Friday, October 8, 2010

Look what I got in the mail today.............

I got this envelope from Reminisce Magazine and couldn't imagine what it was.  Turns out, it was a manuscript and photo that I had submitted to them on June 2, 2004.  As usual, my writing ended up in a slush pile on or near the editor's desk, or perhaps near the trash can.  Most of my writing ends up that way.  From what I can tell, the editor had kept it (they usually return it to the author with a nice REJECTION letter), thinking he might use it, but evidently, he had a huge slush pile.  I can just picture it in a pile of manuscripts that reached to the ceiling.  Anyway, the poor editor passed away in December of 2009------probably bored to death by writers like me.  It has taken them almost a year to wade through the slush pile and discover my submission.  They were nice enough to return my manuscript and photo to me.

I looked at the photo and it took me back 53 years----yes 53 years(I can't believe I admitted that) to a September Saturday in 1957 when I was flower girl for my second cousin's wedding.  Oh, how sad.  I look at that little girl and I could easily be the little sister sittin' on the porch with the banjo picker from Deliverance--you know, THAT movie.  If you don't know what I'm talking about, ask your mom or grandma--they will remember Deliverance if they saw it.  It was quite unforgettable---shocking and unforgettable.

Any way, at seven years of age I was bashful, backwards, and bound and determined not to smile for the camera.  The wedding was held at St. George Catholic Church in Hermann.  I was really excited about being in the wedding, but my excitement didn't last past the vows.  As all Catholic weddings went back then, the nuptials were performed in the morning, followed by the entire wedding party piling into cars and tearing around town visiting bar after bar in celebration.  This would take place until it was time for the wedding dinner of close friends and family.  Then there would be more riding around declaring their nuptial bliss with honking horns and rounds of beer at the home of relatives and friends until it was time for the evening reception where the cake was cut, gifts were opened (yes, they opened gifts back then ) and the bouquet and garter were thrown.

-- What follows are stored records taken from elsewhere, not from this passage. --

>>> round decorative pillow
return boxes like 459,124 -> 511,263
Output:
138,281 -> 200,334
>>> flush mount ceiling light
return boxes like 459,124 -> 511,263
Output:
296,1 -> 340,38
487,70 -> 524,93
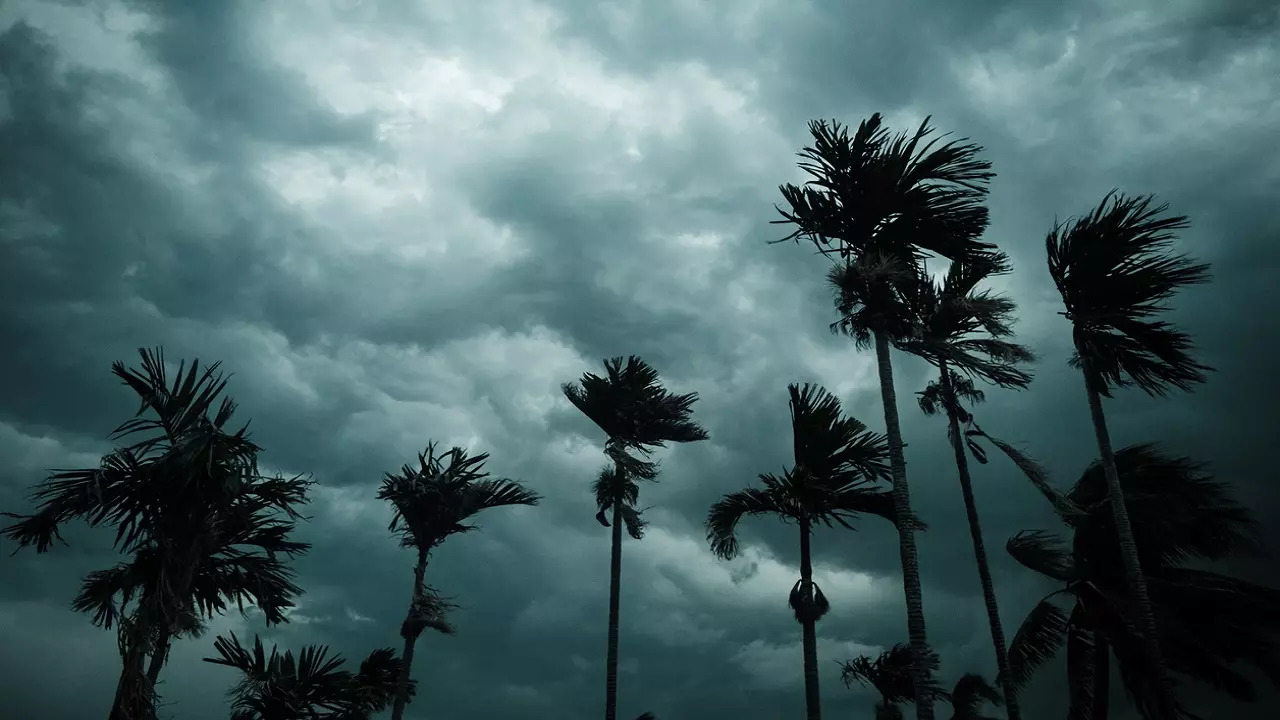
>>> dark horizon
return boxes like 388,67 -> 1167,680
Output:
0,0 -> 1280,720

 Well, at seven, I wasn't too interested in beer and the reveling, honking of horns and fast driving scared me.  I just knew this dream of being flower girl in a wedding would turn into a nightmare to me.  I would end up a crumpled mess on the side of the road, my beautiful lavender dress covered in my blood, my young lifeless body  a testament to the evils of drunk driving.  So I was so relieved when we headed to the hall for dinner.  I went straight to my mommy and told her I was scared and didn't want to go with the wedding party that afternoon.  She didn't make me go.  All afternoon, I expected the adults to say the entire wedding party had crashed into the Missouri River  and all had perished.   It was really boring  to spend the afternoon at the hall with no one to play with......cousin David, the ringbearer apparently liked the wild life and he hit the road with the rest of them.  He would find out that I was the only sane one in the bunch when he lay crumpled by the side of the road, his blood splattered on his new suit.

However, all things ended well, my cousin David made fun of me, and I had the experience of being a flower girl in a wedding.  But it kinda marred my idealized version of the wedding day.  My education on love and marriage came from fairy tales where the prince and the princess got married and lived happily ever after.      Just seeing my second cousin in her beautiful white dress and veil going from bar to bar, drinking frosty glasses of German beer just didn't seem very romantic to me.  I guess it is a good thing I couldn't comprehend the wedding night.......................it would have scarred me forever.  I was a weird little girl--still am!